Rose mengoyak isi etalase dengan matanya. Sembari tersenyum, sorotnya menatap berbagai kue yang sudah di desain sangat indah di dalam sana. Hari ini, Rose akan membelikan kue khusus untuk Lily; seperti biasa, mencari kue dengan coklat yang menumpah ruah diatasnya. Beruntung, hari ini sangat banyak stok yang sesuai kriteria kesukaan putrinya.
Tempat ini begitu sunyi dengan musik lirih mengiringi. Suasana hati Rose sangat buruk jika melihat dari kilat matanya. Hidupnya terusik lagi dengan hanya melihat Vee yang beberapa kali berhadapan langsung di depan matanya.
Mengingat lagi, dua hari yang lalu saat Jaeko menerima telefon dari Vee dengan raut mengawatirkan juga membuat Rose kalang kabut memikirkan. Berbagai spekulasi mengerubung tidak jelas dalam benaknya. Ingin acuh namun jujur wanita itu tidak bisa.

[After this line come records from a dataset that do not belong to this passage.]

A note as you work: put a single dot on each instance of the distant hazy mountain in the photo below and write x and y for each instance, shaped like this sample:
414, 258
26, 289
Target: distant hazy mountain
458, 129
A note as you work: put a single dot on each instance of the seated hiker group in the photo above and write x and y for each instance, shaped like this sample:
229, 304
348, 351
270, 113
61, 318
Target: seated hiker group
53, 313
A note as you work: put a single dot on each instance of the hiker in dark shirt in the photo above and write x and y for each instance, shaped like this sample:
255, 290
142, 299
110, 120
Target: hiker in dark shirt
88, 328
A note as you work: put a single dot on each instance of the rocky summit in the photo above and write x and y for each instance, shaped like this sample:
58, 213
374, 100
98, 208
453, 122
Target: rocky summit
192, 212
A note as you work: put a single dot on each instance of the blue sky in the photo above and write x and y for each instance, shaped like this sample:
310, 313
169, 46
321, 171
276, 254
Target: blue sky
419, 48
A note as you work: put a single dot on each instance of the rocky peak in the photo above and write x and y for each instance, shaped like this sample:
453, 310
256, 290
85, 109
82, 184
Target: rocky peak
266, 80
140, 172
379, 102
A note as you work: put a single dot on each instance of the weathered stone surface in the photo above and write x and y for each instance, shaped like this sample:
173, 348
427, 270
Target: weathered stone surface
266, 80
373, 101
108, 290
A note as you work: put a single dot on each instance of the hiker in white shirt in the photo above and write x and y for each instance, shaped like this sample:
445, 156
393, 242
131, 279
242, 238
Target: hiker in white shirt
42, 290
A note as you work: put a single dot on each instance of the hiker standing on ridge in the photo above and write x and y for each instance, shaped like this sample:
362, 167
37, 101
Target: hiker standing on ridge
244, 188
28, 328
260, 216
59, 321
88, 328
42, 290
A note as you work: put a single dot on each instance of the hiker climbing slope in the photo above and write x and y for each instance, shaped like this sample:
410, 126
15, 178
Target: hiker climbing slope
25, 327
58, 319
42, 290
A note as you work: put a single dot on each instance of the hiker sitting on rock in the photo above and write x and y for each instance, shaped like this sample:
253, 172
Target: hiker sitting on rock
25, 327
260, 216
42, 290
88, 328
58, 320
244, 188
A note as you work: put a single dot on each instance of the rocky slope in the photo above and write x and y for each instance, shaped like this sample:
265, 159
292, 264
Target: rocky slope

Rose melihat sebentar jendela kaca dengan bingkai kayu di samping kanan. Melirik sebentar cahaya malam yang semakin merenggut warna bumi. Waktu hampir jam sembilan malam kala pandangannya berpindah pada jam dengan bentuk kotak terpajang di dinding ruangan. Rose harus cepat-cepat pulang mengingat tiga jam lagi putrinya akan bertambah usia.
Saat Rose ingin memanggil pelayan, suara dentingan pintu berbunyi, menandakan ada customers lain mengunjungi. Tidak begitu lama, presensi seorang wanita pemilik rambut pirang yang nampak mengkilau hadir dalam ruangan. Rose semula tidak berminat walau untuk sekelebat melirik bayangannya. Namun, kefamiliaran yang terpancar mengoyak hatinya hingga sakit menjalar di sekujur tubuhnya.
"Zara," lirihnya, walau tidak terdengar oleh siapapun. Wanita bernama Zara yang sudah tepat dihadapannya tersenyum dengan ramahnya.
"Hai, Rose. Kebetulan sekali kita bertemu disini. Bagaimana kabarmu?"
"Like shit." Rose mengumpat dalam hati dengan sudut bibir tertarik keatas merespon sapaan yang sangat luar biasa diluar dugaan.
Zara tidak begitu mendapat respon dengan ungkapan kata. Berbelok arah, mendapatkan semacam ide yang ingin sekali diungkapkannya. Sebenarnya, wanita ini juga sangat terkejut mendapti Rose tanpa rencana. Seakan Tuhan sudah mentakdirkannya.
"Aku tidak tau kau sudah kembali ke Indonesia Rose. Aku tau saat melihat kau dan putriku di depan layar kaca. Sungguh suamiku itu tidak membicarakan dulu padaku," ungkapnya berlebihan dengan diiringi tawa renyah yang memuakkan bagi Rose.
Di masa lalu mereka memang tidak pernah bermasalah. Wajar jika saat ini semuanya terlihat normal-normal saja. Rose menyadari memang Vee-nya yang tidak begitu mencintainya, melainkan Zara lah yang selalu ada dihatinya. Pikir Rose, kedua orang itu hanya terjebak dalam ikatan persahabatan dan tidak menyadari saling menyimpan perasaan. Hingga mereka mungkin tahu, lalu memutuskan untuk membuat ikatan pernikahan.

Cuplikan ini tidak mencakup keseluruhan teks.